Antisana - 30 Oct to 12 Nov '05
Written by Team Member Lynn Robinson, January 2006
The group was met at Quito airport by our guide, Jose Luis and driver, Victor. We spent a fascinating few days visiting the city sights of old Quito, whilst our bodies got used to the altitude of 2,850m. We then set off on our acclimatisation programme. The first stage was climbing Ruco Pinhincha (4,710m) – starting from the top of a newly built telepherique station that towers above Quito at 4,200m. Jose was interviewed and we were filmed puffing and panting our way up the slopes towards the summit as part of a TV programme to promote the telepherique!
It was then off to Cotopaxi National Park to climb Ruminahui (4,634). The next day we climbed slightly higher to undertake glacier training on the slopes of Cotopaxi. This was a chance to practice our ice-axe arrests, which was great fun at an altitude of 4,800m. It was then time to leave our luxurious accommodation and spend a few nights under canvas whilst we climbed Iliniza Norte to reach an altitude over 5,000m for the first time (5,126m). On our short evening stroll (climb high, sleep low principle) we had spectacular views of Cotopaxi and Ruminahui, which ended with an amazing sunset. The mountain itself proved to be a wonderful scramble with fantastic views towards the south summit.
It was then time for a rest day when we visited some wonderful thermal baths and the whole group treated themselves to a full relaxing body massage – true bliss! After a few nights in a great hacienda, and fully rested, it was then back under canvas and a wonderful campsite, which we had, to ourselves.

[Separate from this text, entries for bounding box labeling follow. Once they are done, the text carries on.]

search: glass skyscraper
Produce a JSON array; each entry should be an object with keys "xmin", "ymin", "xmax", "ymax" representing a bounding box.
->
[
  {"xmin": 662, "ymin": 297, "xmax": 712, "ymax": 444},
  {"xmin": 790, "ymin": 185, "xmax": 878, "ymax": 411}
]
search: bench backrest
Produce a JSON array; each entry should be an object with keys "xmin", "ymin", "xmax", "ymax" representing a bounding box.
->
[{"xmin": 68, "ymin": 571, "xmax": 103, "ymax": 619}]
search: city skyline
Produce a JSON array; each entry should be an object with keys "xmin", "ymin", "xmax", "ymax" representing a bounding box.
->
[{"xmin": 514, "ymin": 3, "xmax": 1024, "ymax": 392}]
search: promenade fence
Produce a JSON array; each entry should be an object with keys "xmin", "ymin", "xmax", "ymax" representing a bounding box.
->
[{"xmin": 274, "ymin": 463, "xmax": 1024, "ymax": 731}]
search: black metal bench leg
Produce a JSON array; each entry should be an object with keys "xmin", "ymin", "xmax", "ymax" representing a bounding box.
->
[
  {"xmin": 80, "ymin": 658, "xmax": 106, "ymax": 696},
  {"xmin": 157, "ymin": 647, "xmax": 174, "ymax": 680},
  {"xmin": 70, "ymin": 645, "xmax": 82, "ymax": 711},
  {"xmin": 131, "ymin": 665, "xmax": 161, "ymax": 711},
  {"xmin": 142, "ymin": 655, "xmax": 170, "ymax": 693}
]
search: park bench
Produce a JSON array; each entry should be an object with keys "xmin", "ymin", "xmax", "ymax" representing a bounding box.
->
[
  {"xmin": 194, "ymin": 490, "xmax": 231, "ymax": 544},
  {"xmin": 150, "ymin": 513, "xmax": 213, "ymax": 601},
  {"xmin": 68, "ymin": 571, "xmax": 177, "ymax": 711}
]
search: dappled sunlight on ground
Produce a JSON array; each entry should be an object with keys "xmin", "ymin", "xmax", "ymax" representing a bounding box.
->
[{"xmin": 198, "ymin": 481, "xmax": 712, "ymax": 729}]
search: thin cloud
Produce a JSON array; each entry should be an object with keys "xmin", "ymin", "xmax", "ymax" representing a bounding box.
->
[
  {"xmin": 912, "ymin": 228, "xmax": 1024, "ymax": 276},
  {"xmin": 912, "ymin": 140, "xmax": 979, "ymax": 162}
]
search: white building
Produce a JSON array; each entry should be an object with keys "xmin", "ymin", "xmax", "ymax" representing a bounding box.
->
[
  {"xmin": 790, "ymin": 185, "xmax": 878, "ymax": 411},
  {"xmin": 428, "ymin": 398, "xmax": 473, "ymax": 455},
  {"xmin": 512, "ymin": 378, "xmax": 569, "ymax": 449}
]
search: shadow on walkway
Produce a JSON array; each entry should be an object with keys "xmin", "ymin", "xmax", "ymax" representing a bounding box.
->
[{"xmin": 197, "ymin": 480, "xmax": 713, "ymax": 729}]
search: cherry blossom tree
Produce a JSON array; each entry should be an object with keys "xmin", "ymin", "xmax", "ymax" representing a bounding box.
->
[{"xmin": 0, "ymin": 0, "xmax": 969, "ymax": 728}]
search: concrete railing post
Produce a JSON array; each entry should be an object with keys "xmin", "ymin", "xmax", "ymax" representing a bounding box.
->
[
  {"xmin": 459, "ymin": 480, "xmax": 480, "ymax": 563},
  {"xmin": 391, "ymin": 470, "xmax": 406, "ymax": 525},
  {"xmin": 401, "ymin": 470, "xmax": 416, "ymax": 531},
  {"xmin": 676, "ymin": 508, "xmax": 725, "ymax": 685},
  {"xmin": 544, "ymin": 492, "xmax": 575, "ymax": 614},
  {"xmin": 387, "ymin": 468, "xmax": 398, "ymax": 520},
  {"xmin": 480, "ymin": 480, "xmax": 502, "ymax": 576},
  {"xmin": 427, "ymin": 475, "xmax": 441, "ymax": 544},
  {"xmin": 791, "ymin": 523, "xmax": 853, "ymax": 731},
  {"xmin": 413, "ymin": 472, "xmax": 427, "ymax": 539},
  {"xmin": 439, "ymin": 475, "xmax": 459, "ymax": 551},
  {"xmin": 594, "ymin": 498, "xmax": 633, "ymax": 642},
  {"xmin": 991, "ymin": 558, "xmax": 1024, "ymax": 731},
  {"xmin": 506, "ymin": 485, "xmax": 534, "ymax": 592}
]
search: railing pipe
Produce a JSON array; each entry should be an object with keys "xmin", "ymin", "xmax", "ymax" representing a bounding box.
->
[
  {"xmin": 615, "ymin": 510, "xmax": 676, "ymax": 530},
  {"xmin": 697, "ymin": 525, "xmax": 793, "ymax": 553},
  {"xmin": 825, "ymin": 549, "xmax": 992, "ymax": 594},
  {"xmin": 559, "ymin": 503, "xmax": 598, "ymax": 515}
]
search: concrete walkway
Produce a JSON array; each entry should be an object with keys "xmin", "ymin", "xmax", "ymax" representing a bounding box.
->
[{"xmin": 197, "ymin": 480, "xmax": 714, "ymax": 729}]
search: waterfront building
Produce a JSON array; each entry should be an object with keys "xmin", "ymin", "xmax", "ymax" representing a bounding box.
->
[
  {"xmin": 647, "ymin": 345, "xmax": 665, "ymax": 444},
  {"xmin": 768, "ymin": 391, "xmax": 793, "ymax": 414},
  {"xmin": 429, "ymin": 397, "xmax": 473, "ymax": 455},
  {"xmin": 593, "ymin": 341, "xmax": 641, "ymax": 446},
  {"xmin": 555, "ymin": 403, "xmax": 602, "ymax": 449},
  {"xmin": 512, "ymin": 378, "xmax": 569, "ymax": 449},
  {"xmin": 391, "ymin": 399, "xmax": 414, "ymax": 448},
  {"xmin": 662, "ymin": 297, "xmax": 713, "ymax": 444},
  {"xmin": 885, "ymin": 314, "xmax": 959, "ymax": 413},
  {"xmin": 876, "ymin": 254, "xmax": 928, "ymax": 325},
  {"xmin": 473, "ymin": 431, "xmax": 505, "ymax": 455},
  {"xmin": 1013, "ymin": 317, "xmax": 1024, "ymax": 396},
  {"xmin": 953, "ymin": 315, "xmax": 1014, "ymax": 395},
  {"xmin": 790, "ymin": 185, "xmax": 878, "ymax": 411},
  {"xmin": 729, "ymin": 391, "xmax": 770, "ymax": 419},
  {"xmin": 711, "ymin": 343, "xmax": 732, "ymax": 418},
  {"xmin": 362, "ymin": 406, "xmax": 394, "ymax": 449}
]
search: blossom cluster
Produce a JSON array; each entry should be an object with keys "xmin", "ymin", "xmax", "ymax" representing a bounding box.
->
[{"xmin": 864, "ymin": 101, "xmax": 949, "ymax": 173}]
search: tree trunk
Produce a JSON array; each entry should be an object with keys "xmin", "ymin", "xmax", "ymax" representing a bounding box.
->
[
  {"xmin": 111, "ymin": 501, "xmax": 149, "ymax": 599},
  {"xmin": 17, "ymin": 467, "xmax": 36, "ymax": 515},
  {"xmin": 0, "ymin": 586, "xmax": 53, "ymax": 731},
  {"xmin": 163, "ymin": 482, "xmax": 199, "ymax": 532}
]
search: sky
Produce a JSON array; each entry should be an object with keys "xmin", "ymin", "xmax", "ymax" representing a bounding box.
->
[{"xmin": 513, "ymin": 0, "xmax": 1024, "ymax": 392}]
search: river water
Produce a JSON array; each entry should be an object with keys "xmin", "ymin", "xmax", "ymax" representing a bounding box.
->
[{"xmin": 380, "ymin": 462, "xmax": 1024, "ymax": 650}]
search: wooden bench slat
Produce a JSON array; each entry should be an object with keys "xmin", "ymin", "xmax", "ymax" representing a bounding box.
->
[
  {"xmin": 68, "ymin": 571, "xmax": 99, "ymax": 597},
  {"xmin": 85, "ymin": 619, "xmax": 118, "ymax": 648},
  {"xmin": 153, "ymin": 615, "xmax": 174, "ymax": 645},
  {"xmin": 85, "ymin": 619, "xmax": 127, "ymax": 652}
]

We were joined by two more guides, Jaime and Felipe, to climb our main objective, Antisana (5,753m). Wow, what a mountain! None of us minded the 12.15am start as we were expertly led up by Felipe who had been on the mountain two weeks before, so had worked out a route to the south col. With a one guide to two team members ratio, we were able to move at a good pace and because of the excellent acclimisation programme, the affects felt weren’t too bad!
Dawn was truly magical with crevasses and ice walls revealing themselves and the shadow of the summit casting itself on the horizon. The last 100m was a labyrinth of ice and cascades of snow. One party set off in one direction up a steep snow slope whilst the rest of us watched Jose lead up a steep snow/ice section (about Scottish grade II/III). After being belayed up there was then only the summit to conquer. All nine of us (three guides and 6 team members) summitted. After the obligitory panoramic photo-taking and glorying at the views of Cayambe and Cotopaxi, it was time to descend to our base camp and well deserved tea and biscuits supplied by our excellent cook.
There was only one thing left to do - party the night away to celebrate our achievements of the past two weeks, which was done in great style by all. This was truly an amazing two-week trip to climb one of the remotest and interesting mountains in Ecuador (we were the only group on the mountain – absolute bliss – a true wilderness experience!!). The organisation was second to none (special thanks to Jagged Globe guide, Javier Herrera), the accommodation was of a very high standard and the food throughout was superb. Thanks to the five guys from the UK who were also on the trip. We made a great team, which I think is evidenced by the fact that we all summited! Our main climbing guide, Jose Luis, seemed to know endless facts about Ecuador and high altitude mountaineering (having summited Everest twice) and was constantly passing on ‘top tips’ of how to deal with the altitude. He was a great leader and a fantastic guide. Victor, our driver, always got us at the right place at the right time and was great fun (and thankfully he didn’t run over any chickens whilst we were with him!!). Felipe and Jaime were great fun and superbly led us up Antisana. My sincere thanks goes to all these guys who turned the trip into an amazing mountaineering holiday. Many thanks to Jagged Globe for a superb mountaineering experience.